The 0.6 percent gain in the producer-price index followed a 0.2 percent advance the prior month, a Labor Department report showed Tuesday. For the year, the measure rose only 1.6 percent, down a tenth from the result recorded in December. Economists had expected prices to increase by 0.3%.
The Federal Reserve during most of 2016 refrained from raising rates too quickly for fear of interrupting a fragile recovery but has taken a different view of the likely course of monetary policy in 2017, citing "uncertainty" as President Donald Trump's fiscal policies have yet to take shape.
Compared to the same month a year ago, producer prices were up by 1.6 percent in January, unchanged from December.
Energy prices rose strongly on the month by 4.7%, primarily due to a 12.9% surge in gasoline prices, and the energy sector was the main impetus behind rising prices.
Higher raw materials costs are pushing up inflation across the globe.

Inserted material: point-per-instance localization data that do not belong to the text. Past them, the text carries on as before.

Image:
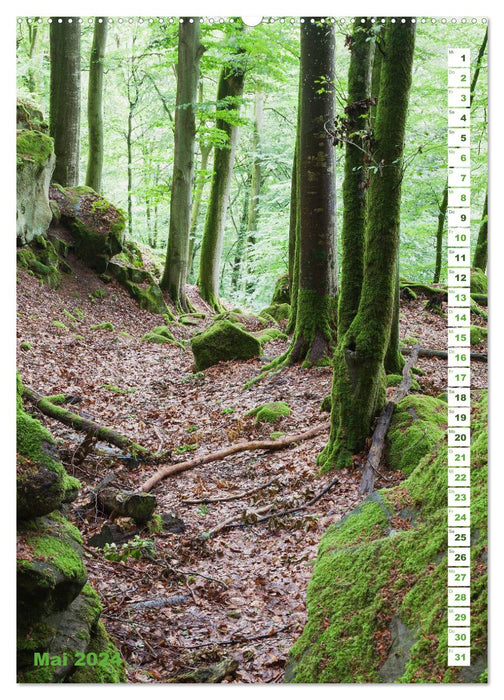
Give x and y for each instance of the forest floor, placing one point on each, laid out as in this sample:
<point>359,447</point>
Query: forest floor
<point>239,595</point>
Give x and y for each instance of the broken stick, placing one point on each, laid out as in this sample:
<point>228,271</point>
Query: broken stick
<point>375,452</point>
<point>279,444</point>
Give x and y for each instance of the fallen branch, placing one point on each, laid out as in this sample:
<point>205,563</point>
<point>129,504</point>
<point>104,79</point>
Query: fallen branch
<point>279,444</point>
<point>234,497</point>
<point>443,355</point>
<point>85,425</point>
<point>378,442</point>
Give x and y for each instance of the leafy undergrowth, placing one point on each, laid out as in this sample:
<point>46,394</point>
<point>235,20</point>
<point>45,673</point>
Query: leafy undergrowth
<point>240,594</point>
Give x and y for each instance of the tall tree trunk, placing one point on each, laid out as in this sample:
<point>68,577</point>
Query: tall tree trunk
<point>201,179</point>
<point>255,188</point>
<point>359,376</point>
<point>481,252</point>
<point>190,51</point>
<point>65,99</point>
<point>95,106</point>
<point>355,178</point>
<point>444,199</point>
<point>229,92</point>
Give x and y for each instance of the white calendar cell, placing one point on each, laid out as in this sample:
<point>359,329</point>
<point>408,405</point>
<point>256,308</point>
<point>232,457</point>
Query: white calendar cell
<point>459,457</point>
<point>459,236</point>
<point>458,338</point>
<point>459,137</point>
<point>459,257</point>
<point>459,617</point>
<point>459,536</point>
<point>459,417</point>
<point>459,397</point>
<point>459,197</point>
<point>459,476</point>
<point>459,656</point>
<point>459,496</point>
<point>459,277</point>
<point>458,316</point>
<point>458,357</point>
<point>459,58</point>
<point>459,597</point>
<point>459,117</point>
<point>459,576</point>
<point>459,297</point>
<point>459,157</point>
<point>459,377</point>
<point>459,637</point>
<point>459,97</point>
<point>459,177</point>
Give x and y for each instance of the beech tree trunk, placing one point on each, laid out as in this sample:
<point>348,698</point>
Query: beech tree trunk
<point>190,51</point>
<point>65,96</point>
<point>229,93</point>
<point>95,106</point>
<point>359,377</point>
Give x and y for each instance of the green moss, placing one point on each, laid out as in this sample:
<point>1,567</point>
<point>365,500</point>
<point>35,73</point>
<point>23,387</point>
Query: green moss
<point>223,341</point>
<point>387,561</point>
<point>270,412</point>
<point>479,335</point>
<point>479,282</point>
<point>34,146</point>
<point>418,424</point>
<point>106,326</point>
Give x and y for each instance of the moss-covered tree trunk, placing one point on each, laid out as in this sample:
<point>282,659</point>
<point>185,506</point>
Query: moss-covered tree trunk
<point>65,99</point>
<point>95,106</point>
<point>317,202</point>
<point>480,260</point>
<point>177,255</point>
<point>355,177</point>
<point>229,93</point>
<point>359,376</point>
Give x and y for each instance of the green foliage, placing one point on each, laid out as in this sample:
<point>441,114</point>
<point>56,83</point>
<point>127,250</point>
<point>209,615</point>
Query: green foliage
<point>136,548</point>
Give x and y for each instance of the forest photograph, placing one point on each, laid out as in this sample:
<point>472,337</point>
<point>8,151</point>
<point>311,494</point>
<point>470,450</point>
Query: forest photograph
<point>251,350</point>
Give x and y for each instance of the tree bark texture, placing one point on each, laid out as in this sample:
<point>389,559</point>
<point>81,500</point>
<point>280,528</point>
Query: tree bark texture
<point>177,256</point>
<point>65,99</point>
<point>229,93</point>
<point>359,375</point>
<point>95,106</point>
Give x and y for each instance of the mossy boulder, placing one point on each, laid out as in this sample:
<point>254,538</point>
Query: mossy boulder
<point>279,312</point>
<point>479,282</point>
<point>223,341</point>
<point>479,335</point>
<point>141,285</point>
<point>377,600</point>
<point>418,425</point>
<point>35,163</point>
<point>270,412</point>
<point>281,293</point>
<point>96,225</point>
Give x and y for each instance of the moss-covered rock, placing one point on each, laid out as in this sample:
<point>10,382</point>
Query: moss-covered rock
<point>281,294</point>
<point>418,425</point>
<point>34,167</point>
<point>279,312</point>
<point>141,285</point>
<point>479,335</point>
<point>479,282</point>
<point>223,341</point>
<point>376,603</point>
<point>96,225</point>
<point>270,412</point>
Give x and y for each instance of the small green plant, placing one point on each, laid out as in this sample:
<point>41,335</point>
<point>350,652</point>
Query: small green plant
<point>135,548</point>
<point>185,448</point>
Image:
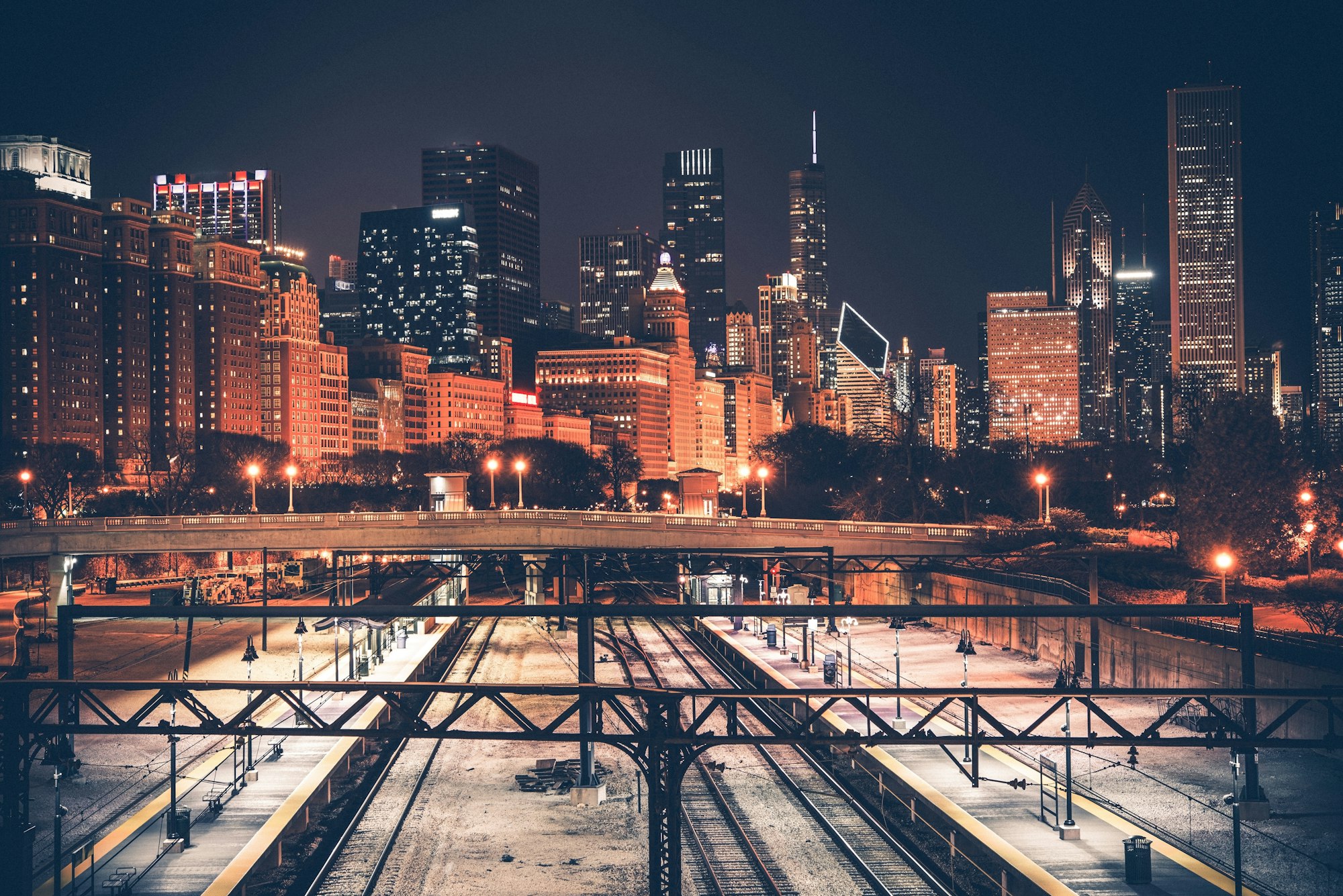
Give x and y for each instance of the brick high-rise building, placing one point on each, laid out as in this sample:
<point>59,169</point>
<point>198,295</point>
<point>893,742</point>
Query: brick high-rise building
<point>291,368</point>
<point>228,289</point>
<point>50,315</point>
<point>127,336</point>
<point>628,381</point>
<point>173,357</point>
<point>1033,369</point>
<point>238,205</point>
<point>377,358</point>
<point>506,192</point>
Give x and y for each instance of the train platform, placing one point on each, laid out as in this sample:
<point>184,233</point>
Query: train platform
<point>229,813</point>
<point>1090,866</point>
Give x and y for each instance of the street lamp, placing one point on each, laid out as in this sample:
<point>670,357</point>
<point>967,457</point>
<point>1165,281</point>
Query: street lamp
<point>1224,562</point>
<point>291,471</point>
<point>1068,679</point>
<point>899,626</point>
<point>1043,495</point>
<point>848,632</point>
<point>1309,528</point>
<point>966,650</point>
<point>492,464</point>
<point>26,477</point>
<point>253,471</point>
<point>520,466</point>
<point>300,631</point>
<point>249,658</point>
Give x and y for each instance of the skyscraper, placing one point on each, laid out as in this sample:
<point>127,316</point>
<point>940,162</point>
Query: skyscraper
<point>614,271</point>
<point>238,205</point>
<point>1328,286</point>
<point>52,315</point>
<point>504,192</point>
<point>808,232</point>
<point>1136,353</point>
<point>694,232</point>
<point>1089,279</point>
<point>418,279</point>
<point>1033,365</point>
<point>1207,244</point>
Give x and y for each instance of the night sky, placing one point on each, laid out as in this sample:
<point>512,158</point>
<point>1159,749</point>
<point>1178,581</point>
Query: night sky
<point>945,136</point>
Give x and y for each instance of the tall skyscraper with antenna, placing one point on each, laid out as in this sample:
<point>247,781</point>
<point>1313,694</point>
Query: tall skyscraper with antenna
<point>808,234</point>
<point>1137,376</point>
<point>1089,278</point>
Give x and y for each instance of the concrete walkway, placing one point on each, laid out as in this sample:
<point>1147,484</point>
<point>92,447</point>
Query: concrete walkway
<point>1093,866</point>
<point>218,838</point>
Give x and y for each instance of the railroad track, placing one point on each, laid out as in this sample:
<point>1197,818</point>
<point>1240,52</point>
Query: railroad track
<point>879,862</point>
<point>358,860</point>
<point>730,855</point>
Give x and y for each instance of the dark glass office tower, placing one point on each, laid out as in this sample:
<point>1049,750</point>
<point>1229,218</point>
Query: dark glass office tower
<point>1089,278</point>
<point>418,281</point>
<point>1328,282</point>
<point>504,191</point>
<point>808,232</point>
<point>694,232</point>
<point>614,271</point>
<point>1136,353</point>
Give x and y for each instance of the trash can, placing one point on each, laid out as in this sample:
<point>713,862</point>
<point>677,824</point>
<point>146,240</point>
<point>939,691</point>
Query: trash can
<point>1138,860</point>
<point>183,827</point>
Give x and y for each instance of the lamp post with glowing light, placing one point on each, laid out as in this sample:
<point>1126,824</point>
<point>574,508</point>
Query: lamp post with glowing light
<point>966,648</point>
<point>291,471</point>
<point>253,471</point>
<point>1224,562</point>
<point>1309,528</point>
<point>492,464</point>
<point>26,477</point>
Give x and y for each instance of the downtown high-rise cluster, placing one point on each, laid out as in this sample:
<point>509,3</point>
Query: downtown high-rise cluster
<point>135,325</point>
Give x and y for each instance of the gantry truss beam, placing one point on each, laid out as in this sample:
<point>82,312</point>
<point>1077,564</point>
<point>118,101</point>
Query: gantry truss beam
<point>549,713</point>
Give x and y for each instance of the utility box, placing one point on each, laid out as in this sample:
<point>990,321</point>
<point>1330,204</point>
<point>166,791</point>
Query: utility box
<point>1138,860</point>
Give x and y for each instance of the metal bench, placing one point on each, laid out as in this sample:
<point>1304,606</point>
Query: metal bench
<point>216,800</point>
<point>122,881</point>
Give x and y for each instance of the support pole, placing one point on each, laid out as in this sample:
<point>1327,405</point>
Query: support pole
<point>1094,599</point>
<point>1250,713</point>
<point>265,593</point>
<point>588,673</point>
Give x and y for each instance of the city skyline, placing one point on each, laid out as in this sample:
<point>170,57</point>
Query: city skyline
<point>895,216</point>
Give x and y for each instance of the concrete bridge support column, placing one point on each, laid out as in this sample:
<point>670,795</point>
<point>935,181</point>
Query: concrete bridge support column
<point>534,589</point>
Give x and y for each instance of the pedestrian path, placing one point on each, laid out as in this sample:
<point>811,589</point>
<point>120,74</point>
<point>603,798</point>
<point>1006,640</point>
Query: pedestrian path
<point>1093,866</point>
<point>244,807</point>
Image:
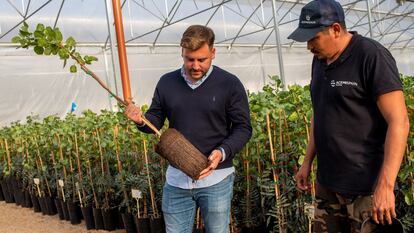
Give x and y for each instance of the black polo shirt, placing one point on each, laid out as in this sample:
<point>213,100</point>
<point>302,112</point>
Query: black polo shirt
<point>349,129</point>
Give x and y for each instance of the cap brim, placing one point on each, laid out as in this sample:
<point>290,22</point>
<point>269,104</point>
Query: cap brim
<point>304,34</point>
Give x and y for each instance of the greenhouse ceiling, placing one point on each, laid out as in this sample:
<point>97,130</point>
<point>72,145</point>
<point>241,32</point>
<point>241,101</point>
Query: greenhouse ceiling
<point>236,22</point>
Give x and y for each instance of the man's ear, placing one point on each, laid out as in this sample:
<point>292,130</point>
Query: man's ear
<point>337,29</point>
<point>213,53</point>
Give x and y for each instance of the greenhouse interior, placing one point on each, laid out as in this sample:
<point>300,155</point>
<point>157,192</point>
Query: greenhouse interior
<point>65,141</point>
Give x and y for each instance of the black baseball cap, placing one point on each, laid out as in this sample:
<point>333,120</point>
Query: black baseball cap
<point>316,15</point>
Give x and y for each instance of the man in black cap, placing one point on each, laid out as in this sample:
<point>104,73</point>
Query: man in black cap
<point>359,123</point>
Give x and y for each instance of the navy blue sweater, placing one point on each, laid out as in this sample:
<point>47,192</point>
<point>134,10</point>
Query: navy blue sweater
<point>215,114</point>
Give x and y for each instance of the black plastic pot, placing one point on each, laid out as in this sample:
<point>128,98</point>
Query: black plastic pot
<point>98,219</point>
<point>109,219</point>
<point>73,213</point>
<point>87,214</point>
<point>17,191</point>
<point>119,222</point>
<point>65,210</point>
<point>1,194</point>
<point>9,183</point>
<point>59,209</point>
<point>157,225</point>
<point>36,204</point>
<point>262,227</point>
<point>142,225</point>
<point>6,193</point>
<point>43,207</point>
<point>50,206</point>
<point>27,200</point>
<point>128,220</point>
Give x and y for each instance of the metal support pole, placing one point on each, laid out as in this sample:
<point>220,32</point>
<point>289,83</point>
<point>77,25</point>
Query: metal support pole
<point>107,76</point>
<point>112,39</point>
<point>279,46</point>
<point>123,62</point>
<point>262,66</point>
<point>369,18</point>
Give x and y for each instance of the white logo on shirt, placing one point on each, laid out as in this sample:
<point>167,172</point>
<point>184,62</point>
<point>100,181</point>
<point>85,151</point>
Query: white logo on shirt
<point>343,83</point>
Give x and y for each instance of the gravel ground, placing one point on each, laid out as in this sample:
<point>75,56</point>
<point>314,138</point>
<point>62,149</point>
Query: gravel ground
<point>16,219</point>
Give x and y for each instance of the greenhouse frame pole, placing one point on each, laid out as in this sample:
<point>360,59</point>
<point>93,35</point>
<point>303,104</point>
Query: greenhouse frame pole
<point>369,18</point>
<point>279,46</point>
<point>112,39</point>
<point>123,62</point>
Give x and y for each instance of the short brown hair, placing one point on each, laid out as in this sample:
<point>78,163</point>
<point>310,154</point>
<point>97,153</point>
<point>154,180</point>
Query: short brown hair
<point>196,36</point>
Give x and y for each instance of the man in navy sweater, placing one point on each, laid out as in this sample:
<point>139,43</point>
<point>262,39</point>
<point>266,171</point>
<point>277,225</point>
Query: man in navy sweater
<point>209,107</point>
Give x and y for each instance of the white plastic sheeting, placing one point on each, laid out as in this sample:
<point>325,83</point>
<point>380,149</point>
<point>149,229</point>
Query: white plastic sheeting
<point>39,86</point>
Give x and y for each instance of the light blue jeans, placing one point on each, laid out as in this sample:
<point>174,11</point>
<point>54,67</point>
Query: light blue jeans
<point>179,207</point>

Oil prices have risen above $50.00 USA per barrel. In China, producer prices climbed in January by the most since 2011.
Moreover, the department said, wholesale food prices were unchanged after climbing 0.5% in December. Transportation and warehousing services prices climbed 1.1 percent. The index for final demand services moved up 0.3%.
If food, energy and retail margins are stripped out, the more stable core PPI index rose a smaller 0.2%. The other two are import costs and consumer prices.